Hundreds of craters on the Arctic Sea floor – formed during the last ice age – are actively leaking methane and have the potential to erupt and expel massive amounts of the potent greenhouse gas, a new study reveals.

(CN) – Hundreds of craters on the Arctic Sea floor – formed during the last ice age – are actively leaking methane and have the potential to erupt and expel massive amounts of the potent greenhouse gas, a new study reveals.

The research, published Thursday in the journal Science, identifies more than 600 gas flares in and around these craters, which steadily release methane into the ocean.

“The crater area was covered by a thick ice sheet during the last ice age, much as West Antarctica is today,” said lead author Karin Andreassen, a professor at the Centre for Arctic Gas Hydrate, Environment and Climate. “As climate warmed and the ice sheet collapsed, enormous amounts of methane were abruptly released.
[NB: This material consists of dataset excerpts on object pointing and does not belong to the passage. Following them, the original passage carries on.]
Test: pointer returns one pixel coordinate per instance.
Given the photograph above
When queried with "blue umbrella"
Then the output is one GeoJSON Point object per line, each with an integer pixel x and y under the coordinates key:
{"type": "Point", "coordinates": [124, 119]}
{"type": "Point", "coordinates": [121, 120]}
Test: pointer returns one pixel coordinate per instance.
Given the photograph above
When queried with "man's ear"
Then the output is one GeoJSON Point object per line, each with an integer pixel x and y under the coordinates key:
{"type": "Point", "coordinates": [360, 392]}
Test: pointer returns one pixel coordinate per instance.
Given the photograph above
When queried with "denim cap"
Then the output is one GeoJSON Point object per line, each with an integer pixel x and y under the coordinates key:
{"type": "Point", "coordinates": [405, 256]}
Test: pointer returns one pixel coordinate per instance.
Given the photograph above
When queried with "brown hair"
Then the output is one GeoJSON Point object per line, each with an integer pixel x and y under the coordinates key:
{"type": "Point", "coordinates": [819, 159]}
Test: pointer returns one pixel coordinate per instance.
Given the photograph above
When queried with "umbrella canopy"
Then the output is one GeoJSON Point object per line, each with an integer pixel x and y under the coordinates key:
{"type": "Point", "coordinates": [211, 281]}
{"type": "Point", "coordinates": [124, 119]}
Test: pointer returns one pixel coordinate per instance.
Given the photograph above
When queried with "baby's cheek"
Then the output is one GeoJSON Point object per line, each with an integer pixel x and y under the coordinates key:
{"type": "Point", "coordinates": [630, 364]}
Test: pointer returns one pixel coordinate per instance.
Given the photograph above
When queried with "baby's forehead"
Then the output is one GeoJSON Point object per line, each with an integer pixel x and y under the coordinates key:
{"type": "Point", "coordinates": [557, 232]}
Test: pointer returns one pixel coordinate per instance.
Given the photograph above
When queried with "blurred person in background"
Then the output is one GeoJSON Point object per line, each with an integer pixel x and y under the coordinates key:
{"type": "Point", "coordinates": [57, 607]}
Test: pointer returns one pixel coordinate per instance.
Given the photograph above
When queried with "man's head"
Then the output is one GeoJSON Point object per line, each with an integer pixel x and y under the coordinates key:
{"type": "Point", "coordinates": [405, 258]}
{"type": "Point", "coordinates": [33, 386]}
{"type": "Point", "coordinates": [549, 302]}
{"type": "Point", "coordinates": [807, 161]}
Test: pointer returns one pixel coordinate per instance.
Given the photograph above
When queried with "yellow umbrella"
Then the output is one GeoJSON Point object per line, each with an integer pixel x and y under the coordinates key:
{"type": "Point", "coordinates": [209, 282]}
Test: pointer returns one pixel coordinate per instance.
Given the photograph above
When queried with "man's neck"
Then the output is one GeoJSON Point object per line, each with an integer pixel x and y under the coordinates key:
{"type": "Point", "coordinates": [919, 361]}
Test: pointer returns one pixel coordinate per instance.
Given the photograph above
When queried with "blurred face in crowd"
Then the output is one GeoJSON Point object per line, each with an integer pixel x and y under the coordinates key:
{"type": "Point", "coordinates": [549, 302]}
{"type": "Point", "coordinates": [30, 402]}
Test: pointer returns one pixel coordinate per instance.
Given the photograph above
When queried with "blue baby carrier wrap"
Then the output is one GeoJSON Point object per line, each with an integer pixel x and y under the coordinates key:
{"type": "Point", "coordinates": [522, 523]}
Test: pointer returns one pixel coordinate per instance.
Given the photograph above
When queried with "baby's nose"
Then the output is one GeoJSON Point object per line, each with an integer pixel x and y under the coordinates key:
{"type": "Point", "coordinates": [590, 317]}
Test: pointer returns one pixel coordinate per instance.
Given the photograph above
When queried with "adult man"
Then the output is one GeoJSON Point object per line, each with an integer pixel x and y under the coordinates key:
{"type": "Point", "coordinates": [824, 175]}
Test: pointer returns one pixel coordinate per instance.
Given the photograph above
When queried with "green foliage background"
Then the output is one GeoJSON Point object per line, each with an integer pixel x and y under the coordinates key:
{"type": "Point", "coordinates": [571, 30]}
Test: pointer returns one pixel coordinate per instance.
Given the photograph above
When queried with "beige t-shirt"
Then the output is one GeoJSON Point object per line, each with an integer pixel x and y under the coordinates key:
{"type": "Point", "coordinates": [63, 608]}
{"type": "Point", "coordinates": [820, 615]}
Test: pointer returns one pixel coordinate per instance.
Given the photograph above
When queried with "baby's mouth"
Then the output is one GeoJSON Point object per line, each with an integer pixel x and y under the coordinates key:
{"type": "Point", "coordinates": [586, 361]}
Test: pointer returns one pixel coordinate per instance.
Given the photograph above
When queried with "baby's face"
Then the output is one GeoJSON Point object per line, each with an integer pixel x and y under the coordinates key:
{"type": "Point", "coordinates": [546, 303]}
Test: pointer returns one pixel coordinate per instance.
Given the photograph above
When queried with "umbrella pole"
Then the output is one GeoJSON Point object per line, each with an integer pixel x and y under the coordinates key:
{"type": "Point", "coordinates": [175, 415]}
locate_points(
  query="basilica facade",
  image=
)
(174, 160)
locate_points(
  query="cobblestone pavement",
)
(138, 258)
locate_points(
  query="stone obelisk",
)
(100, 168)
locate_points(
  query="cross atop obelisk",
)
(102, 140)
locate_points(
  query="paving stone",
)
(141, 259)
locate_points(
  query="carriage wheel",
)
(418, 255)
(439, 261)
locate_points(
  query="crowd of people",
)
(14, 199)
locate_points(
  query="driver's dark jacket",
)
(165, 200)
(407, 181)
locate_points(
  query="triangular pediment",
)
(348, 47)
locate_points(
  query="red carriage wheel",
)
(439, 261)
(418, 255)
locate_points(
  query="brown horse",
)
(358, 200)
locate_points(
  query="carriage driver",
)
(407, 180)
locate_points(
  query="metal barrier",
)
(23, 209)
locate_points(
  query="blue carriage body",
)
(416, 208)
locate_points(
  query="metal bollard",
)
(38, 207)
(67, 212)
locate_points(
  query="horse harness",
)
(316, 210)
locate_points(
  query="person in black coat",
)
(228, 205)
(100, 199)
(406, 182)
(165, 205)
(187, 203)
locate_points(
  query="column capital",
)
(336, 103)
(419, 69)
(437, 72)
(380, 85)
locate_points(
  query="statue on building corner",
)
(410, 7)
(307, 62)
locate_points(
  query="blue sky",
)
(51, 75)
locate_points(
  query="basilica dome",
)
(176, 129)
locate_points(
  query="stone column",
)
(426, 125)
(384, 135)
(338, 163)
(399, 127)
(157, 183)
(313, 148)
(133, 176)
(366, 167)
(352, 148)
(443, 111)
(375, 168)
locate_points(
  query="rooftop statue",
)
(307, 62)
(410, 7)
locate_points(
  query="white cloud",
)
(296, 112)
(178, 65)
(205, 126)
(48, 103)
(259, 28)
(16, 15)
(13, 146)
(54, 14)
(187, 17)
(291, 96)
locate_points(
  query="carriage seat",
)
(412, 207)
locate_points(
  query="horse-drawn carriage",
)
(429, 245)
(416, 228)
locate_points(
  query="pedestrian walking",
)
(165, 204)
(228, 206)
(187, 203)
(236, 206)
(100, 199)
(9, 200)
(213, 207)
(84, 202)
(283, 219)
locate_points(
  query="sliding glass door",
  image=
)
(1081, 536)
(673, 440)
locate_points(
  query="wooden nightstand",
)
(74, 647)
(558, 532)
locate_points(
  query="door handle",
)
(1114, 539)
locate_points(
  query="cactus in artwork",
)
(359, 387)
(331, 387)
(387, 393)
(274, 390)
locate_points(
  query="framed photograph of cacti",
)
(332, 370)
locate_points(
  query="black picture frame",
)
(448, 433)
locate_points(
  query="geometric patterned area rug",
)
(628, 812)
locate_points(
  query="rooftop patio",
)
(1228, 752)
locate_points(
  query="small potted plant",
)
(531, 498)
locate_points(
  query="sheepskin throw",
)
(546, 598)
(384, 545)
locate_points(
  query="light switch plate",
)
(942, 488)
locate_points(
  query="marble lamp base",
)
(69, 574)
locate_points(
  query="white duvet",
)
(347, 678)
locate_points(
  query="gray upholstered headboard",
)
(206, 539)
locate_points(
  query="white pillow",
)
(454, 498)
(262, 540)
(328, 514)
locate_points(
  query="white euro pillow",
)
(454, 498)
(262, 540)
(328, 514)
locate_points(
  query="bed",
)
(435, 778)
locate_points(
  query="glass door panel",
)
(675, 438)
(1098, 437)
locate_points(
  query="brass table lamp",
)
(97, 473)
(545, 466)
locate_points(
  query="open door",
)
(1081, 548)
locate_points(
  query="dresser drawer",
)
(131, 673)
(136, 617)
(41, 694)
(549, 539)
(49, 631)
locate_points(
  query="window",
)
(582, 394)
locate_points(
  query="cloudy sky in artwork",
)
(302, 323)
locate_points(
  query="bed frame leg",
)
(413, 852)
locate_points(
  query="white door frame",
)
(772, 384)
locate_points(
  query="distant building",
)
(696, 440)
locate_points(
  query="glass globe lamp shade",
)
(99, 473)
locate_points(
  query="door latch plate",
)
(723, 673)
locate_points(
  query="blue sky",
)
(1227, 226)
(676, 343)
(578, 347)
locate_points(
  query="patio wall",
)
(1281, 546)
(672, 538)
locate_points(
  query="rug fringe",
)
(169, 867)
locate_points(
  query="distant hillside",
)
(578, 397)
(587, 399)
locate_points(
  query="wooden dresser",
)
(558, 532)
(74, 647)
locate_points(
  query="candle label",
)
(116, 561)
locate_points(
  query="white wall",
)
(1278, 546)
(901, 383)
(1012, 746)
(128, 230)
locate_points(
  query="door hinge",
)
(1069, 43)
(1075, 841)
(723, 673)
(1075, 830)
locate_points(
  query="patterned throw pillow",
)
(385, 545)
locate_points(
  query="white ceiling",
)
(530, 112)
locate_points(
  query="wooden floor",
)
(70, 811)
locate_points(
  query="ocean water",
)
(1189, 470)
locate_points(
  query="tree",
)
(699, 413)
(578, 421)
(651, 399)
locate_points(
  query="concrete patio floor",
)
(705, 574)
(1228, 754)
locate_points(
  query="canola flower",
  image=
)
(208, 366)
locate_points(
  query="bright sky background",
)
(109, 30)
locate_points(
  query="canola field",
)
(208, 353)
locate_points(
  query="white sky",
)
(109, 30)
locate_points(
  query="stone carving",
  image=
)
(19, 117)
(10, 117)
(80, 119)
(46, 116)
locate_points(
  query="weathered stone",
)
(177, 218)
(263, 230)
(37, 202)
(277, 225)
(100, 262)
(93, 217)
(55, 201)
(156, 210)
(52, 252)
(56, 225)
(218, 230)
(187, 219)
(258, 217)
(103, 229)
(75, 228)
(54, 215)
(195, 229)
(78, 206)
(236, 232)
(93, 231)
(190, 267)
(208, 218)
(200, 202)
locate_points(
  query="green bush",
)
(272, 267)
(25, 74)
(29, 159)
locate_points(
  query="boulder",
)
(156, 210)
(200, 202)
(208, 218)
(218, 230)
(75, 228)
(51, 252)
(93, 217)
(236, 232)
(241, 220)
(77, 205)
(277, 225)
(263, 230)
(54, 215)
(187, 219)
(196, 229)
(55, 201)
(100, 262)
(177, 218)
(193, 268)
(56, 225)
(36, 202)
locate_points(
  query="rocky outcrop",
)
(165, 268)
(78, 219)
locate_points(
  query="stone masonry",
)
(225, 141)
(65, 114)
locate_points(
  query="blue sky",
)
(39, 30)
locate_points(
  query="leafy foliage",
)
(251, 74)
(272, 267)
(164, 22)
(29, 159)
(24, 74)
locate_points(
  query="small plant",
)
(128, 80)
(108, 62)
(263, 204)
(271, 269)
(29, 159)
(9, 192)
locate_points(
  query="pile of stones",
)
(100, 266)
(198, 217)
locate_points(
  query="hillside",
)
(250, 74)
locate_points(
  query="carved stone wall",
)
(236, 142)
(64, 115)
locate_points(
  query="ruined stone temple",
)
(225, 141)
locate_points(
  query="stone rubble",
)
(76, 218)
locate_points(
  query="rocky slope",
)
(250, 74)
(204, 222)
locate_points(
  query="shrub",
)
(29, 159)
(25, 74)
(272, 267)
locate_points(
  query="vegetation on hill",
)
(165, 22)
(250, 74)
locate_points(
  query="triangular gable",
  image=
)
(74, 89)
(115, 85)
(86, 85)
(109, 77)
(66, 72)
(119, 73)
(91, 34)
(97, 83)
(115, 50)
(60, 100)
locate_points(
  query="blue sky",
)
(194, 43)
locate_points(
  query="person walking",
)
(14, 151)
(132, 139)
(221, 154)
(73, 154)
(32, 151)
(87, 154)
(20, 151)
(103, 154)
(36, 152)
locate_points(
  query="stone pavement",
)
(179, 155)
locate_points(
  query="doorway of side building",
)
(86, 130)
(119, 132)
This created massive craters that are still actively seeping methane.”

Andreassen said levels of methane released from these gas flares are minor relative to the volume of the gas that was discharged at the end of the last ice age in the Pleistocene epoch, which began roughly 1.8 million years ago and lasted until about 11,700 years ago.

“But that is nothing compared to the blowouts of the greenhouse gas that followed the deglaciation,” she said. “The amounts of methane that were released must have been quite impressive.”

Several of the craters the team analyzed were first observed in the 1990s. However, new technology shows that the craters span a much larger area than previously thought.

“We have focused on craters that are 300 meters to 1 kilometer wide (about 1,000 to 3,300 feet), and have mapped approximately 100 craters of this size in the area. But there are also many hundred smaller ones less than 300 meters wide,” Andreassen said.

For comparison, the blowout craters recently discovered on the Siberian peninsulas Yamal and Gydan are about 165 to 295 feet wide. Similar processes may have been involved in their formation.

The Arctic ocean floor features large amounts of methane trapped as hydrates, which are ice-like solid mixtures of water and gas. These hydrates are stable under cold temperatures and high pressure, and the Arctic ice sheet provides ideal conditions for subglacial gas hydrate formation – both in the past and today.

Major methane eruptions seem to be rare, which makes them difficult to analyze and measure.

“Despite their infrequency, the impact of such blowouts may still be greater than impact from slow and gradual seepage,” Andreassen said. “It remains to be seen whether such abrupt and massive methane release could have reached the atmosphere.”

Today’s warming climate presents ideal conditions for these blowouts.

“Our study provides the scientific community with a good past analogue for what may happen to future methane releases in front of contemporary, retreating ice sheets,” Andreassen said.